In particular, these topics seem to be very close together at the moment:
- how string literals are encoded
- the practical expectation that modern PHP source files are usually UTF-8
- legacy or exceptional cases such as Zend Multibyte
- broader Unicode caveats that go beyond encoding, such as normalization or other assumptions programmers may make about text
Because of this, it is difficult to distinguish between:
- the core explanation of how PHP string literals are represented, and
- the broader point that correct Unicode handling requires more than choosing the right API.
For example, the paragraph about string literals seems to combine the basic “source file encoding” explanation with examples that are closer to Unicode normalization and general text-handling concerns.

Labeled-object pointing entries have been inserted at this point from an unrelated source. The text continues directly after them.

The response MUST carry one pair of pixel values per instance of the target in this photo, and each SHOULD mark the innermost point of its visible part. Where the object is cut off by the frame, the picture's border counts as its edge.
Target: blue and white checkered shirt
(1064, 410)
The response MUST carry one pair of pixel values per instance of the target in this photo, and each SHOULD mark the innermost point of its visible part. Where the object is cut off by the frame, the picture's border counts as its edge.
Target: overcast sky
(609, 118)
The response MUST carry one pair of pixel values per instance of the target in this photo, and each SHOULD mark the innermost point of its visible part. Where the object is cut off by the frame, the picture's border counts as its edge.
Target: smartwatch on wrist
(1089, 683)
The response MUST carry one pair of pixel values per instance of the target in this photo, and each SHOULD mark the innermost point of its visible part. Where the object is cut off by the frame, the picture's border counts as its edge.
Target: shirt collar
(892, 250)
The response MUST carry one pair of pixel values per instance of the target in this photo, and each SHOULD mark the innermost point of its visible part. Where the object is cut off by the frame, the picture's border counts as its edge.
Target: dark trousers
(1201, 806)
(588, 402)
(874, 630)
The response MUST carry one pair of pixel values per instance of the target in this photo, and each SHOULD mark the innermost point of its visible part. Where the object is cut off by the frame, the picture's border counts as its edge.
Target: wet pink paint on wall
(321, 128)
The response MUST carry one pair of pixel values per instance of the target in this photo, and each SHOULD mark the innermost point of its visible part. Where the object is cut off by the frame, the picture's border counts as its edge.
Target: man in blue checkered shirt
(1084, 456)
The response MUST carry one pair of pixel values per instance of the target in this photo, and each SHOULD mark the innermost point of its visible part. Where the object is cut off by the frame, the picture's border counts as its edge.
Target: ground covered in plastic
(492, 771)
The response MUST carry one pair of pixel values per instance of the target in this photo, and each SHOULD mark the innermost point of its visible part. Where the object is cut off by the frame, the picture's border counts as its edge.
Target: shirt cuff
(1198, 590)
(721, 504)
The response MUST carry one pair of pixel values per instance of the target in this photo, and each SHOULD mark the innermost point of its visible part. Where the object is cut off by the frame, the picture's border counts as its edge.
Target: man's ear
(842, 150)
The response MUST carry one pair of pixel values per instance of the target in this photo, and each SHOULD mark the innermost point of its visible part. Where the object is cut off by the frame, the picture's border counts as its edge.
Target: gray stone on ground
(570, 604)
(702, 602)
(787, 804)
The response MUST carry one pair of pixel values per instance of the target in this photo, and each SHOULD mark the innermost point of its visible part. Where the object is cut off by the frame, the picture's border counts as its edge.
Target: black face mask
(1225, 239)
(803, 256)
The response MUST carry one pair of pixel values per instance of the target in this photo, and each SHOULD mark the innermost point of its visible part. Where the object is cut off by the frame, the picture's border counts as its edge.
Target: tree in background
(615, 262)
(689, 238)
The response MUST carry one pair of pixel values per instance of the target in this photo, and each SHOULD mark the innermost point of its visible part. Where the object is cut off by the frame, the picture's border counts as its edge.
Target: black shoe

I wonder whether this part of the page could be reorganized so that:
- the explanation of string literals stays focused on source-file encoding,
- modern UTF-8 usage is treated as the practical default case,
- legacy/special cases are more clearly separated,
- and broader Unicode caveats remain in the final general discussion.
I am not proposing a concrete replacement text here, but I think separating these layers more clearly would make the page easier to read, especially for readers approaching PHP strings from a modern UTF-8-oriented context.